Il est légitime de se demander à quoi peut bien servir une autre manif contre le racisme dans ce Québec tel qu’on l’aime, ouvert et cool où il fait bon vivre !

On peut se demander à quoi ça sert, surtout quand on n’a jamais vécu de racisme. C’est peut-être pour cela que beaucoup de Québécois et de Québécoise ne se sentent pas concernés personnellement par cette question. Cependant, pour les communautés culturelles, il en va fort probablement tout autrement.

Organiser une marche contre le racisme de la part d’organisations, comme le Répac (Regroupement d’éducation populaire en action communautaire) et le Comité populaire Saint- Jean-Baptiste qui s’associent pour la deuxième année au festival de musique contre le racisme, est un geste de solidarité avec ceux et celles qui vivent toutes les formes d’exclusion. C’est une manière de dire : « Ici, on ne veut pas que cela arrive ! On ne veut plus que cela arrive ! »

Plus précisément, par cette marche, les organisateurs de la manif veulent intervenir sur la question du racisme systémique (en dénonçant l’annulation de la commission du même nom par le gouvernement Couillard). Ils veulent aussi combattre le racisme ordinaire. Selon Vania Wright-Larin du Répac, « les groupes communautaires ont un rôle à jouer en faisant des rapprochements avec les groupes de personnes immigrantes et avec les personnes racisées. »

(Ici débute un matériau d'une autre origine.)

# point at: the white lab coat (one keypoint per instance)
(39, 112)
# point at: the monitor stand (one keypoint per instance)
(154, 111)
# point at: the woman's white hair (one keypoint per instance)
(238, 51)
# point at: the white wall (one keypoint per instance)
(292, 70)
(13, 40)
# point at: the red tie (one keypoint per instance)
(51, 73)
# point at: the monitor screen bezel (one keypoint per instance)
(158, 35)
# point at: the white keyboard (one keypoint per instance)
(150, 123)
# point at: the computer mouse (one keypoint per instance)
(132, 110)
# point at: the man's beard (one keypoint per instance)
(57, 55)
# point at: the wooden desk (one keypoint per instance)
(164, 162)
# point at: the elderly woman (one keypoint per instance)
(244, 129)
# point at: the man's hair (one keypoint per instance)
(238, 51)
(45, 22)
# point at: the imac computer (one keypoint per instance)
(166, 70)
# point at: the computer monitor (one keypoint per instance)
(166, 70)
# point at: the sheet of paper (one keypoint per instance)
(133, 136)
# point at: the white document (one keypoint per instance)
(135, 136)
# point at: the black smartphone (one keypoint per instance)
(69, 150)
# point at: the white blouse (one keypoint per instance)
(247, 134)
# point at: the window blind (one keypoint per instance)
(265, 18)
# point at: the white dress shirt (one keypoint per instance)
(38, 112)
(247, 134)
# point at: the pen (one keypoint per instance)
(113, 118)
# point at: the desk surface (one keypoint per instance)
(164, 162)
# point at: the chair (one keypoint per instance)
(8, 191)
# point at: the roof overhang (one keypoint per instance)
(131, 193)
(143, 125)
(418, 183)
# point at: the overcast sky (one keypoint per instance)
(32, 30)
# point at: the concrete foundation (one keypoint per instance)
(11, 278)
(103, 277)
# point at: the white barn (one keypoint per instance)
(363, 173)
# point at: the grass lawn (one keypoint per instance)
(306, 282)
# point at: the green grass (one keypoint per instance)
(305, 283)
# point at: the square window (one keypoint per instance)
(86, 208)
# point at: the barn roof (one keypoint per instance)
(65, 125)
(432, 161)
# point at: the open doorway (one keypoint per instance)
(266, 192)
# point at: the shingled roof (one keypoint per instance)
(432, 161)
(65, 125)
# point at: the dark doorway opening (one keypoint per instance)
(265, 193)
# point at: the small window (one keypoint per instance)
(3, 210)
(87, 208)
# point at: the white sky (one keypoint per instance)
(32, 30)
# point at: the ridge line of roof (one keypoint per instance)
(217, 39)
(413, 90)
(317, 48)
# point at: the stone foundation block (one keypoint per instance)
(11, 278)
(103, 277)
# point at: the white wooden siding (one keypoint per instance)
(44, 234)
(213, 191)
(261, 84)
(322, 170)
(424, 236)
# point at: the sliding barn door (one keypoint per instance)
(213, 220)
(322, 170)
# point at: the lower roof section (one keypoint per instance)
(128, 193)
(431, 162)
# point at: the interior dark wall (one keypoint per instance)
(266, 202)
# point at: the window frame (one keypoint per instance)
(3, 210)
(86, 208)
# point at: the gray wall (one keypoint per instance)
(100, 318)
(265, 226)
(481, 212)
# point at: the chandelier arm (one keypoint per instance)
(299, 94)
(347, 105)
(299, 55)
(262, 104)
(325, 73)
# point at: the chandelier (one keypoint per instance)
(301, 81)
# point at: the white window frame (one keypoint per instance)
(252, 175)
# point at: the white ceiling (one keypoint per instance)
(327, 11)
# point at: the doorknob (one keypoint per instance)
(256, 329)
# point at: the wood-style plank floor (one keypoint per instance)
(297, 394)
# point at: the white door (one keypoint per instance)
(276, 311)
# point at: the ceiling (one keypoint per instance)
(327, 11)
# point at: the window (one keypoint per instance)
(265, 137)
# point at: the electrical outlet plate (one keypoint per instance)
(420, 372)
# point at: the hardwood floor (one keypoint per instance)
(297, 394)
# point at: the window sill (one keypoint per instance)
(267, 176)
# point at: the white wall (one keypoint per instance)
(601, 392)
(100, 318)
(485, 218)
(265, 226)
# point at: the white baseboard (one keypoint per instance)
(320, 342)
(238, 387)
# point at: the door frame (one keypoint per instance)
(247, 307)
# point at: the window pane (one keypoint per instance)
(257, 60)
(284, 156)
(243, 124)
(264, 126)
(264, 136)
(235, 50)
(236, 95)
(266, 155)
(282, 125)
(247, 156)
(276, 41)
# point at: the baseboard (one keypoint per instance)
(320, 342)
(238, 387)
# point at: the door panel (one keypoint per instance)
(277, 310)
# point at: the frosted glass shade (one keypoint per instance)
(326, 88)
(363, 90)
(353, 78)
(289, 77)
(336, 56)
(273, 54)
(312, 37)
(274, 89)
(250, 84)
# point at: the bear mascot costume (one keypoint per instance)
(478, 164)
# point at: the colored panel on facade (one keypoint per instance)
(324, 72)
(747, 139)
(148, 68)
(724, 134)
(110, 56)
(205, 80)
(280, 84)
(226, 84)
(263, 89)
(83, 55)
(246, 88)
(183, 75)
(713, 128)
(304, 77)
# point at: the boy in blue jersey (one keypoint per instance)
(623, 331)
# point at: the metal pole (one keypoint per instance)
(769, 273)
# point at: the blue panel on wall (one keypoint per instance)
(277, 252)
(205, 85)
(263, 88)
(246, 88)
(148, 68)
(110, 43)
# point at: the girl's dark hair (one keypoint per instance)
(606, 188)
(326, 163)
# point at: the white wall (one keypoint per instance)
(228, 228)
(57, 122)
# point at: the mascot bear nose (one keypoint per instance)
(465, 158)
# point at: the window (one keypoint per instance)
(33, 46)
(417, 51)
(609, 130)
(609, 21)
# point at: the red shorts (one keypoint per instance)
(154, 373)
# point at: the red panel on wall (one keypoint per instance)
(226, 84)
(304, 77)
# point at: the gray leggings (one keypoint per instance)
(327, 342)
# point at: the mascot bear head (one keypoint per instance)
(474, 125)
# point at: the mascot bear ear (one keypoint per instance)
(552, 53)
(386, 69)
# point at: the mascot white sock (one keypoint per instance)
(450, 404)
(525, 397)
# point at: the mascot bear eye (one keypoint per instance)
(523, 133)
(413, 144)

On peut aussi considérer que cette marche contre le racisme sert à faire un contre-poids à tous les discours alarmistes et à ceux des groupuscules d’extrême-droite. En outre, dans le contexte mondial actuel avec la montée des partis ouvertement anti-immigration dans plusieurs pays européens et face aux politiques des républicains aux États-Unis, cet appel à dénoncer l’exclusion et l’intolérance a une portée qui dépasse les considérations locales.

On peut envisager cette manifestation contre le racisme, non pas comme une autre occasion de faire la morale à la population québécoise, ni d’accuser qui que ce soit, mais davantage comme une manière d’affirmer notre désir de vivre dans un Québec où domine la fraternité, le partage et la liberté.